Doctor Castelo: un paseo de gastronomía en Madrid

Fabada

Situada entre los barrios madrileños de Retiro y Salamanca, la calle doctor Castelo es un paseo espléndido de gastronomía, que va desde las propuestas más tradicionales a los locales más modernos y sofisticados. Comenzando nuestro recorrido en sus clásicos asturianos como La Hoja o Casa Portal, podremos probar las mejores pochas en recetas de toda la vida (con almejas, langosta o en la inigualable fabada). Fritos del mejor pixin, cabrales del que pica en el paladar para juguetear con una escanciada sidra y esa tortilla de Portal hecha a fuego lento con tomate, cebolla y atún, que componen un apetitoso entrante.

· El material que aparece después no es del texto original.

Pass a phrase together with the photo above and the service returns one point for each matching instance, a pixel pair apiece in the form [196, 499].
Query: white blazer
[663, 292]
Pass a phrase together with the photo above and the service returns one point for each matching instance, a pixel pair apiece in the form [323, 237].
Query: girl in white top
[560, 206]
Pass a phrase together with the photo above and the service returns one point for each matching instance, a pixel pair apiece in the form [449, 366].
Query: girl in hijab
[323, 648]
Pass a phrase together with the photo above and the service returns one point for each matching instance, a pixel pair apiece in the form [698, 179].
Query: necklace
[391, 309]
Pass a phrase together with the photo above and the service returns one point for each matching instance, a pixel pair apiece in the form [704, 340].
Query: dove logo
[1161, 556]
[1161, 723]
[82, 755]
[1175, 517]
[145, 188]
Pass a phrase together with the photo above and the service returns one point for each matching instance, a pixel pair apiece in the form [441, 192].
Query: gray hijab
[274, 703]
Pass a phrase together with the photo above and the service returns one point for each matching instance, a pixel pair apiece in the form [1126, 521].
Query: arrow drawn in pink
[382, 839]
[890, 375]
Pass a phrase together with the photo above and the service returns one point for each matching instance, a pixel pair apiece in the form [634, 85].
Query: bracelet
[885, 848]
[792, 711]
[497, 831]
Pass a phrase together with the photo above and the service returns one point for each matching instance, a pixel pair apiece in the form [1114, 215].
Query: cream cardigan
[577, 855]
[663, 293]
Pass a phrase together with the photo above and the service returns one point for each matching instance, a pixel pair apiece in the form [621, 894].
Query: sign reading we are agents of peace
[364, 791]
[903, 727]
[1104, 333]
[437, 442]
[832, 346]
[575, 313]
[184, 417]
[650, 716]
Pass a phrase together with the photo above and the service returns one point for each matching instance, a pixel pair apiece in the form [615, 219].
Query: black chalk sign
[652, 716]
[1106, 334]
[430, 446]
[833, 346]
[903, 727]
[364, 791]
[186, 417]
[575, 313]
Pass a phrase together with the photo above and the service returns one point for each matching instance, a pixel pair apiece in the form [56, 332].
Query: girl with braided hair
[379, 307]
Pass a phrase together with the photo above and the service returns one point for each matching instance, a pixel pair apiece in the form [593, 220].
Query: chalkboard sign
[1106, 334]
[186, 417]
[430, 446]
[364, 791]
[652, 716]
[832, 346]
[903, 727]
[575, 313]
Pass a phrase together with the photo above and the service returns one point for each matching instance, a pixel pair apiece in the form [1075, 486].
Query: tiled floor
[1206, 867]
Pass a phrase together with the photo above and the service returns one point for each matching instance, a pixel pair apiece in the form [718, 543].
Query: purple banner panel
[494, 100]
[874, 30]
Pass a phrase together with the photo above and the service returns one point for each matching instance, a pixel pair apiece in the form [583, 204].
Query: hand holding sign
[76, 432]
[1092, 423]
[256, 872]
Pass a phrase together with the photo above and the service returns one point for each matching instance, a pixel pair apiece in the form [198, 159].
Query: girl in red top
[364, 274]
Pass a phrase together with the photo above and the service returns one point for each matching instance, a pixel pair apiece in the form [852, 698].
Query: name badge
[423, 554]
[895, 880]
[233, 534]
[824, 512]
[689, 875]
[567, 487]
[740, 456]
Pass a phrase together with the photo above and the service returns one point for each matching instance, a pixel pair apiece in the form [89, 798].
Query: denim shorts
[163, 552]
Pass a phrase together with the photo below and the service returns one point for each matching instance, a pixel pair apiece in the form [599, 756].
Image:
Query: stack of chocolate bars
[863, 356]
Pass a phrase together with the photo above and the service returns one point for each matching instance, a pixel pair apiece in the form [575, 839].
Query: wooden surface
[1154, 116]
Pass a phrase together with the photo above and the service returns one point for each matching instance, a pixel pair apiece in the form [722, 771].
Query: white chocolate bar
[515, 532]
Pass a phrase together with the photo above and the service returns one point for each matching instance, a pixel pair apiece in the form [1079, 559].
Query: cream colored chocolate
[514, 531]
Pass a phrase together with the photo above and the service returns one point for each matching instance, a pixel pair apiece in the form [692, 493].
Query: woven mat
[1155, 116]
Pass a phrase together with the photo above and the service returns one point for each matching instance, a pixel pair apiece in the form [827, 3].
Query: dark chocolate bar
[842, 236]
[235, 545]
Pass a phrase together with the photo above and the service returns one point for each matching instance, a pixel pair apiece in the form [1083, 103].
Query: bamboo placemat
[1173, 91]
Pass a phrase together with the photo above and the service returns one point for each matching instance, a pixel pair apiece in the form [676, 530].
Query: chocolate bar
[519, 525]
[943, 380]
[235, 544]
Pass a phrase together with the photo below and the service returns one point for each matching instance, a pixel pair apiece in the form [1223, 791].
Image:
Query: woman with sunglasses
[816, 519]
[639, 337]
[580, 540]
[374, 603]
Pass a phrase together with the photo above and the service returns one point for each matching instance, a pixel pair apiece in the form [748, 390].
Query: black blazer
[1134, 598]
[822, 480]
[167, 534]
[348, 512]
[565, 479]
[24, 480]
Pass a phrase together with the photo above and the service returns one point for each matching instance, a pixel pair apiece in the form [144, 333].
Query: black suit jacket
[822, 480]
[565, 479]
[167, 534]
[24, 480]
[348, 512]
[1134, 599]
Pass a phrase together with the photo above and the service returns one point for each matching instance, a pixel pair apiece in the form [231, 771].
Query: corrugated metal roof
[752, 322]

Por mero orden de antigüedad deberemos visitar La Castela, una taberna ilustrada de inmejorables mariscos y guisos de puchero. Garbanzos con pulpo, vieiras excelsas, croquetas enredando entre patatas doradas, carabineros, ostras, pinchos y cerveza de grifo bien tirada. Como su vermout. Barra atestada y alguna servilleta en el suelo para no desentonar.

Más abajo, en los primeros números, a los pies del señorial Parque del Retiro , Arzabal abrió hace unos años para convertirse en uno de los restaurantes revelación de Madrid. Toques de decoración afrancesada en este comedor acogedor donde el producto se trata con esmero y las elaboraciones son de una delicadeza destacable. Barra pequeña al entrar donde se agolpa el personal para observar su carta, pintada como de niños, en pizarras en las paredes. Magnífica su burrata y sus anchoas, maestros en  el tratamiento de las setas y el foie, alcachofas plenas de sabor, manitas de cordero, steak tartar, ahumados caseros. Todo magnífico y a precios razonables.

Terminaremos en el nuevo Laredo, remodelación del antiguo negocio de la Calle Menorca, y que se ha convertido en el templo del tapeo con clase en la capital. El mejor salmorejo de Madrid entre ese atún que se deshace en la boca; tempuras de cigalas que compiten con cebollas en sabor y ligereza, coulants de chocolates dorados en aceite de Jaén, croquetas que sacan lágrimas tímidas, arroces, carnes, mariscos. Una celebración del producto en un local precioso con una magnífica barra circular donde disfrutar de su variada y original bodega. Excepcional para llenar el estómago, vanidoso para ver y ser visto.